わかっていた。そんなに簡単にいく提案ではない事は。
だけど、賭けてみた。
勝率は五分五分。
「いいえ。天師教様がそうおっしゃるのなら。異論はございません。」
士導長は、少し考え込んだ後、何故か彼の提案を受け入れる事を決めた。
「なかなか妃を決められない私達にも、責任がございます。」
そう言って、士導長は京司にひれ伏すかのように、頭を下げた。
天使教の提案に背く事など、彼にはできなかった。
他でもない、彼の願いとあれば、反対などできるはずがない。
それが例え、別の誰かの願いであろうと…。
************
「城の前でなぜ、ずっと座り込んでいる?」
城の外の見回りから帰る途中の辰が、彼を城の前の階段で見つけ、声をかけた。
「わいの知り合いは、みんな城の中やからなー。」
りんは、城の前の階段にずっと座って、そこからの景色をボーっと眺めていた。
いつもとなんら、変わらないその景色。
今日もたくさんの人々が、町の中を行き来している。
「…。」
辰は何も返す言葉が見つからなかった。
「ま、しょうがないか…。この城は見てきたんやからなー。」
「何を…?」
「この国の歴史や…。」
りんはただ、じっと前を見据えていた。
「でも、見ているだけじゃ何も変わらん。」
その瞳に映るものにウソはない。
辰は確かにそう感じていた。
************
「何だよ、ゴチャゴチャと。」
京司が次に向かったのは、老中や士官達、この国の政に関わる人物達の元だった。
士導長は、1人で報告をしに行くと言ったが、京司は、自分も一緒に行くと言って聞かなかった。
彼らが、簡単に京司の提案を受け入れるわけがない事は、目に見えていたからだ。
「妃候補を帰らせると?」
「ああ。」
「いったい何をお考えですか?」
老中達が、そんな提案に反対するのは、ごもっとも。彼らがそんな面倒な事をしたくないのは、京司には明らかにわかっている。

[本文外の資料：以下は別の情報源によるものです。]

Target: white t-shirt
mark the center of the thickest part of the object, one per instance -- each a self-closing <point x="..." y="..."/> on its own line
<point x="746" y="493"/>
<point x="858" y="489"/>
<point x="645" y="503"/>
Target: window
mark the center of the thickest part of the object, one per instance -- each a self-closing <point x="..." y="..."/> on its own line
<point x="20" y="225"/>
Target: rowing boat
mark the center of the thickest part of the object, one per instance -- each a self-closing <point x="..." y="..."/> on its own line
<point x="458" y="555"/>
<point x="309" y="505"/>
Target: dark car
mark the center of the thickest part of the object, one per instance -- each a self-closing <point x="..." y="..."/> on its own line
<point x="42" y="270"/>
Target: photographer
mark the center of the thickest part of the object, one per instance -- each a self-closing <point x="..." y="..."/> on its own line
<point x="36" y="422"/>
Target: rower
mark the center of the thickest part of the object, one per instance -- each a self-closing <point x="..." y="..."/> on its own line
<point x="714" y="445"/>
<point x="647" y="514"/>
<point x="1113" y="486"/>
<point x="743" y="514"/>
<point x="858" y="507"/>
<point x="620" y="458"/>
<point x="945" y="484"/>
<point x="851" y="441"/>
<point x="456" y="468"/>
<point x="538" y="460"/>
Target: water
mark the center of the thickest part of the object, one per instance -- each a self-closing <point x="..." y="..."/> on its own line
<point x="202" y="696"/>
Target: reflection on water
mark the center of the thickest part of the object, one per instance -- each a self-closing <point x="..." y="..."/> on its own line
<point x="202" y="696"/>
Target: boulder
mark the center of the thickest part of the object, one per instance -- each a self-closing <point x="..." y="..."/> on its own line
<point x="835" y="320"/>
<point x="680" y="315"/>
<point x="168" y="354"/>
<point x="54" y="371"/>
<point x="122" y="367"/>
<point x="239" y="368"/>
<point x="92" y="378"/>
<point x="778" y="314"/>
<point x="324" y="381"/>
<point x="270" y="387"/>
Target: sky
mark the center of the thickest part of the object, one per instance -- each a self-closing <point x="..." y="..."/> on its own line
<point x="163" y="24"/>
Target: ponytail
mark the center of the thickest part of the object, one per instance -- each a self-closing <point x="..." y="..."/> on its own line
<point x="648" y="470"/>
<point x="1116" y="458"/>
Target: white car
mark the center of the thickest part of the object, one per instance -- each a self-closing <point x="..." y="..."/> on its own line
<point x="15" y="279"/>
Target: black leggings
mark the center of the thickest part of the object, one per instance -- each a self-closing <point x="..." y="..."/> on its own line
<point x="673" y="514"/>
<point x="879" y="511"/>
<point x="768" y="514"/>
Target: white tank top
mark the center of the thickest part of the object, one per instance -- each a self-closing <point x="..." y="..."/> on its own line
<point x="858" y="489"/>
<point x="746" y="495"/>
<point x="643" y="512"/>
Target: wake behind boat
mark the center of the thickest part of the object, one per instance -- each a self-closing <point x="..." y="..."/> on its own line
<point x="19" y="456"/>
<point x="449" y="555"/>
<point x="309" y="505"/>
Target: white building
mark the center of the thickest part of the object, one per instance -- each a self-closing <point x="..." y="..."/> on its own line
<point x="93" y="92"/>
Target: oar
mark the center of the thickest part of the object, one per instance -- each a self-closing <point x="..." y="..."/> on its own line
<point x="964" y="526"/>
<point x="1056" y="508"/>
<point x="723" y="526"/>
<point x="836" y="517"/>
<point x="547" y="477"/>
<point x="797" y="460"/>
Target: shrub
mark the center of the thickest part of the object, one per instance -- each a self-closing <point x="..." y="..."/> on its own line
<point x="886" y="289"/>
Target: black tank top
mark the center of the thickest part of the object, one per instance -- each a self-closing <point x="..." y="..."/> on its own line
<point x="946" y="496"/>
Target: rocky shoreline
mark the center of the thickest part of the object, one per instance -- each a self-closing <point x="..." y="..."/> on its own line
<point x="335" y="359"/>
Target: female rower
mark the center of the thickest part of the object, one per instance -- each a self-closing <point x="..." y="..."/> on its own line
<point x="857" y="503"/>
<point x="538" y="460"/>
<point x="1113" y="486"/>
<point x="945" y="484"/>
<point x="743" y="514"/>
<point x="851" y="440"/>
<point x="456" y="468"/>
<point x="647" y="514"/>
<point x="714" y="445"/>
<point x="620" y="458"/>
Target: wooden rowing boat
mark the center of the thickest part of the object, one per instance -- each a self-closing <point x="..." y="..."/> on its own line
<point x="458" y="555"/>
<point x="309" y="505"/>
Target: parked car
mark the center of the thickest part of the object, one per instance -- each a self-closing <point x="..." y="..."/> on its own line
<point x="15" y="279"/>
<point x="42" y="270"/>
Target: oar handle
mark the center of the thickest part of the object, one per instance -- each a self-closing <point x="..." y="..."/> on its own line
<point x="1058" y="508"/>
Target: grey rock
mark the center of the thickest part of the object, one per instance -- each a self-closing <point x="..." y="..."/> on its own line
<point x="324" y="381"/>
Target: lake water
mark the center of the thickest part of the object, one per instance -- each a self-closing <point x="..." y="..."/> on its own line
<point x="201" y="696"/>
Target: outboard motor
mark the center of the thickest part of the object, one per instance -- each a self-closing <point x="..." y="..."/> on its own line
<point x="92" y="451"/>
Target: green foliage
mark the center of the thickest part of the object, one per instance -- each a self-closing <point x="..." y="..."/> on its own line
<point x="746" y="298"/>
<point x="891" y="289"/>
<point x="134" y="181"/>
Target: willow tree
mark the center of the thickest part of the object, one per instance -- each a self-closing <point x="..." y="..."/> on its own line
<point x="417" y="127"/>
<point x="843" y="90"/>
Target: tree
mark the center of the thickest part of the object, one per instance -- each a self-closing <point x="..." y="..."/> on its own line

そして、そんな事を提案してきた京司の意図は、彼等には全く見えない。
「試すんだよ。一度解放すれば、やっぱり外の世界がいいって奴もいるだろう。そんな奴に、妃は無理だからな。」
京司は、もっともらしい理由を並べ、何とか説得を試みるしかない。
「それで戻ってこない奴はそこまで。」
「…。」
「それに、妃候補だってストレスたまるだろう。城にいつまでも留まらせて。」
「私の責任でございます。いつまでも妃を絞れずにいるのは…。」
そこで士導長が口を開いた。
「お前はだまってろ。」
すかさず、それを京司がかばう。
「妃は物じゃない…。」
そして、京司はポツリとつぶやいた。
「とにかく、これは命令だからな。天師教様の。」
「…。」
ここぞとばかりに、彼は自分の武器を使うしかなかった。天使教の命令は絶対。それは、この国の掟。
その場にいる、誰一人、何も言えずに口を固く結んだ。
…こんな時ばかり天師教の権力を使って…。
しかし、そんな老中の心の声は、その顔を見れば一目瞭然だった。
************
ーー- 次の日
その知らせは、士導長に口から、妃候補へ報告された。
「やったー!!」
なぜか、華子がその嬉しい知らせに、一番大喜びした。
「…。」
しかし星羅は、いつものようにクールで無反応。
「やったね!天音!天音の気持ちが届いたんだね。」
「え…。うん…。」
まさか、京司の言っていた事が本当に、現実になるなんて、天音は少し驚いていた。
「どうしたの?もっと喜びなよ!」
「え、うん。そうだね!」
天音は喜びよりも、まさかこんなにも早く自分の願いが叶うなんて、夢にも思わず、驚きの方が勝っていた。
「詳しい事は、また明日伝えよう。今日はここまで。」
士導長はそう言って、今日の授業を締めくくった。
「あ、あの、ありがとうございます。」
天音は授業が終わり、帰ろうとする士導長に駆け寄った。
「ん?」
そんな天音の呼び止めに、士導長は足を止めた。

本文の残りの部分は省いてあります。